State funding for community services of all kinds is steeply declining as shrinking state tax revenues caused by unemployment and business closures are redirected to cope with infections and fires related to climate change. Essential health, mental health, and community services are being severely cut as a result; staff have been laid off, and agencies have closed their doors.

The loss of this infrastructure means a loss of timely and equitable access to necessary health, social, and educational services for the most disadvantaged and vulnerable populations—the very same people who are disproportionately impacted by the virus itself.

Access to essential health and safety net services, access to healthy food, financial stability, and stable neighborhoods are known as social determinants of health—“conditions in the places where people live, learn, work, and play that affect a wide range of health risks and outcomes.” When social determinants of health are shaken and torn apart, future rates of chronic illness, injury, disability, and mortality go up.

This loss of systemic capacity to help those in need won’t bounce back just because we find a vaccine. These losses represent tears in the fabric of community support service systems that will take time and resources to stitch back together once the economy picks up and social distancing rules ease.

What can be done to help these necessary systems of care bounce back smarter and quicker—and thereby avert preventable illness and death? There are currently few policy ideas or discussions about helping community services ecosystems rebuild and thereby ameliorate adverse long-range impacts on health. Research can help.

First, we need to consistently and clearly measure the unraveling of services for vulnerable populations. If we want to move the needle on rebuilding community infrastructure, then we first need to build gauges to assess where things stand and track progress moving forward.

Second, we should build policy simulation models that would enable us to forecast and compare the potential impact of different policy strategies on future rates of disability, illness, and death. Such simulations are successfully identifying insights to help schools make data-driven choices about how different approaches to in-person, distance, and hybrid learning are likely to affect COVID-19 infection rates among students.

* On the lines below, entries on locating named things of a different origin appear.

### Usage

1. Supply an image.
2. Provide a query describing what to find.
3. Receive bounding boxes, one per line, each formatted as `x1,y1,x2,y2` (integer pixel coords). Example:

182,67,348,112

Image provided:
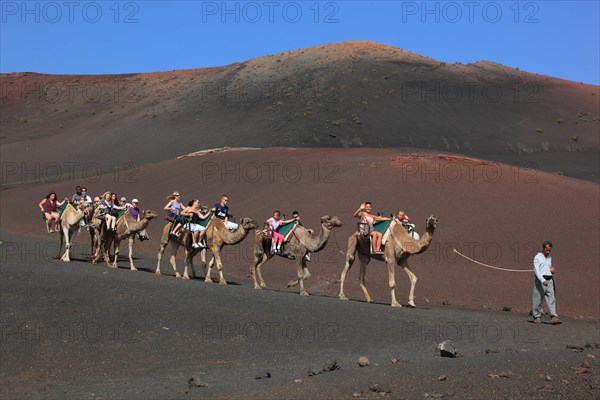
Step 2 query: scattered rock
498,369,513,378
571,367,588,375
323,361,340,372
488,369,513,379
369,384,392,393
308,361,340,376
538,384,555,392
437,340,457,358
254,371,271,379
188,376,208,388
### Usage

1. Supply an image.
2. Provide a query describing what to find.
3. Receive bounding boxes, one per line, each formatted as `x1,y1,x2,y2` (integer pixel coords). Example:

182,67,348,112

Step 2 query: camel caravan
39,186,438,307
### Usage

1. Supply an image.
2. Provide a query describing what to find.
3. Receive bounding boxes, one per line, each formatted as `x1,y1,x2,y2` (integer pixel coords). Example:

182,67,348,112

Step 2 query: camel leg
92,232,102,264
60,228,73,262
183,248,194,281
400,260,417,308
251,252,269,289
200,249,206,272
154,242,168,275
338,235,357,300
102,231,114,268
387,257,402,307
296,257,310,296
129,233,137,271
169,241,181,278
112,239,120,269
213,249,227,285
204,255,215,283
90,228,96,257
358,253,373,303
56,225,64,258
190,252,197,279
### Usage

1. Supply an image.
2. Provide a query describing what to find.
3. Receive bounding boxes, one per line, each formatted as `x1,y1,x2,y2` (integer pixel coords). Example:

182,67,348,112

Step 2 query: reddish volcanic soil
0,148,600,319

Third, we should create case studies of how adversely impacted systems of support bounced back after prior widespread societal stress like the Great Recession of 2007 to 2009. What lessons can we learn? How can we adapt, package, and disseminate these lessons in ways local communities and organizations can put to use right away? What technical assistance strategies could help community systems bounce back faster and stronger?

To develop a credible strategy for moving forward and preventing needless suffering, we must measure exactly where things stand in terms of safety net deterioration and track change over time. We can then model and forecast how this deterioration is likely to increase future rates of disability, illness, and mortality. We should compare policy options that might avert or decrease these adverse future consequences and deliver action-oriented information and technical assistance to communities struggling to rebuild essential safety infrastructure.

Working in partnership with stressed communities, service providers, the private sector, and policymakers, we can make progress together toward repairing the torn fabric of the safety net and preventing increased rates of disability, chronic illness, and mortality. Quick action on this front can save lives and reduce suffering in the future.